If the ICs are powered and the circuit still doesn’t work, then check the input values on the switches. Use a multimeter to measure the voltage from the negative supply rail to the pins on the AND and NOT gates that take inputs from the switches. You should get 5 V on pins 1 and 13 of the AND IC and 0 V on pins 11 and 13 of the NOT IC. Check that the output from each AND gate you’re using is 5 V, too; you should see 5 V on pins 3, 8, and 11. If any AND gate in the IC doesn’t output 5 V, then one of its inputs is 0 V. Figure out why it’s 0 V, and you should find the problem.
Instead of an LED and a resistor, you can connect a relay to the Secret Code Checker and combine this project with the intruder alarm you built in Chapter 1. Connect the 9 V battery to the intruder alarm through the relay so that when you input the right code, the power to the alarm is cut and the noise stops. Refer back to “Meet the Relay” on page 97 to see how to connect a relay.
Notice that the secret code checker, with its 5 V supply, is being used to control the completely separate intruder alarm circuit with a 9 V supply. Connecting two circuits with separate power supplies this way is okay because there’s no electrical connection between the two circuits. Relays are useful when you need to control a circuit with a different type of power supply!
Here’s the circuit:
And these are the components you’ll need:
The circuit from “Project #2: Intruder Alarm” on page 11
The circuit from “Project #21: A Secret Code Checker” on page 223
A 5 V relay (Jameco #842996, Bitsbox #SW073)
NEGATIVE LOGIC GATES
AND, OR, and NOT are basic logic gates, and you can combine them to create new ones. Let’s look at two more gates that are created this way.

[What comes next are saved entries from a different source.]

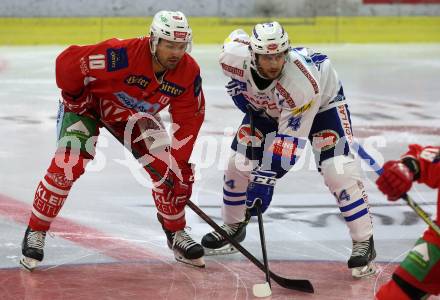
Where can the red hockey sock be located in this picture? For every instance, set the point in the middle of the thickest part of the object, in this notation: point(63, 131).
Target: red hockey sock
point(53, 190)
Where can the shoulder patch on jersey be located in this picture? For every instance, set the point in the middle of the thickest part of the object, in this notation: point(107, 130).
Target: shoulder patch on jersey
point(302, 109)
point(233, 70)
point(197, 85)
point(324, 140)
point(308, 75)
point(136, 104)
point(242, 41)
point(171, 89)
point(117, 59)
point(140, 81)
point(285, 95)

NAND Looks for One False Input
The NAND gate works like an AND gate with a NOT gate inverter on the output. The little circle on the output means NOT. That means the output from the NAND gate is 0 when both A and B are 1.
NOR Looks for Two False Inputs
The NOR gate works like an OR gate with an inverter on the output. The output is 1 when both A and B are 0.
In this chapter, you learned how to use logic gates to build circuits that “decide” things, like whether a code is correct or not. And at the end, you got to see some negative logic gates as well. Understanding how negative logic gates work is helpful, because they are often used in real-life circuits. In fact, you’ll use them in Chapter 11.
If you want to explore gates a bit further, I suggest you try combining some logic gates you’ve learned about on paper to create an XOR gate. An XOR gate gives out 1 only if the inputs are different from each other.
By combining logic gates in different ways, you can create almost anything you can imagine. But that might be a bit hard to see right now, so in the next chapter, I’m going to show you some more building blocks you can create with logic gates. You’ll learn how to build your own memory circuit, and then you’ll build your own electronic coin tosser!